This is an argument I am so very tired of having so I decided to prove it. In about 1998, I recall reading a paper co-written with United States Department of Defense and Microsoft, which explained why adding a single character length to a password was far superior to adding complexity requirements. Unfortunately, I cannot find that white-paper, but I can recreated the logic and the mathematic proof:
Complexity VS Length
Password Complexity Requirements Positives:
- These often include using a mix of uppercase letters, lowercase letters, numbers, and special characters
Password Complexity Requirements Negatives:
- Most people use very common number substitutions for letters and often end with !, which hacking algorithms and even brute force guesses work on first
- i.e. Password becomes Pa$$word, or TooSimple = T00$1mple
- Complexity requirements often force users to:
- write down passwords on easily hackable things like stickit notes
- and / or reuse the same complex passwords on multiple systems, so if Facebook accounts get hacked, an attacker can use the same password with someones X, Twitter or corporate accounts
Password Length Negatives:
- Longer is harder to remember and are more likely to be written down or reused but far less so than complex passwords
Password Length Positives:
- Adding just one more character to a password exponentially increases the number of possible combinations
The Math: Why Length Trumps Complexity
Lets assume a traditional password composed of just 10 character uppercase and lowercase letters (no numbers and no special characters)
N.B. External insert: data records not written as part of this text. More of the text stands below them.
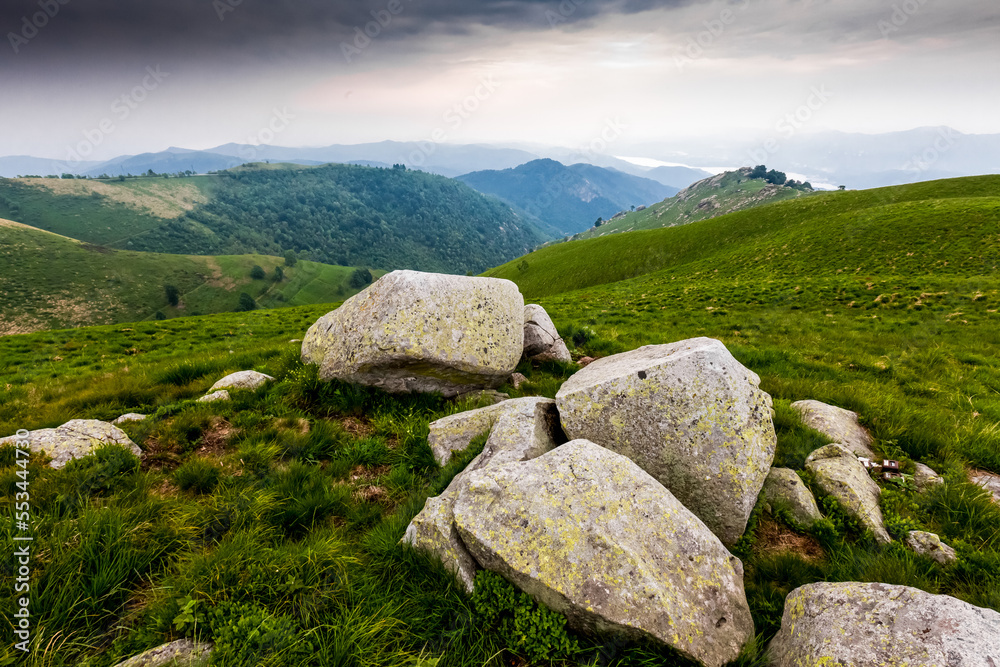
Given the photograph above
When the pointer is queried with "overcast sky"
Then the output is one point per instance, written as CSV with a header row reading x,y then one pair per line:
x,y
129,77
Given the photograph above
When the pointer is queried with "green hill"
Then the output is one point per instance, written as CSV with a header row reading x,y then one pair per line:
x,y
708,198
51,281
336,214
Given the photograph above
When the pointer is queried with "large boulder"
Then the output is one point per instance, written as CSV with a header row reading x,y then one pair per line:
x,y
522,429
541,339
840,474
74,439
587,533
687,413
838,424
871,625
422,332
784,490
- Possible characters: 26 (lowercase) + 26 (uppercase) = 52
- Total combinations: 52^10
11-Character Password (Uppercase and Lowercase Letters)
- Possible characters: 52
- Total combinations: 52^11
Complex 10-Character Password (Uppercase, Lowercase, Numbers, Special Characters)
- Possible characters: 26 (lowercase) + 26 (uppercase) + 10 (numbers) + 10 (special characters) = 72
- Total combinations: 72^10
Comparison
A 10 complex password has 25.9 times as many combinations as password with only uppercase lowercase letters. Compare that to an 11-character password with only uppercase and lowercase letters, which has 52 times as many combinations as a 10-character password with uppercase and lowercase letters
So we can mathematically prove that adding just one more character to the length of a password significantly increases the number of possible combinations, than adding complexity requirements does.
Reasons To Use a Longer Password:
- Ease of Use: Longer passwords can be easier to remember if they are made up of simple words or phrases, compared to complex passwords that are harder to recall
- Standard Substitutions: Hackers know the standard letter substitutions when there are complexity requirements, like:
- i gets replaced with the number 1
- s gets replaced with the dollar sign $
- o gets replace with the number zero
- Brute Force Resistance: Its simple math; longer passwords take significantly more time to crack using brute force methods, even if they are less complex
In summary, while complexity adds a large improvement in security, increasing the length of a password by just one character is more than twice and effective.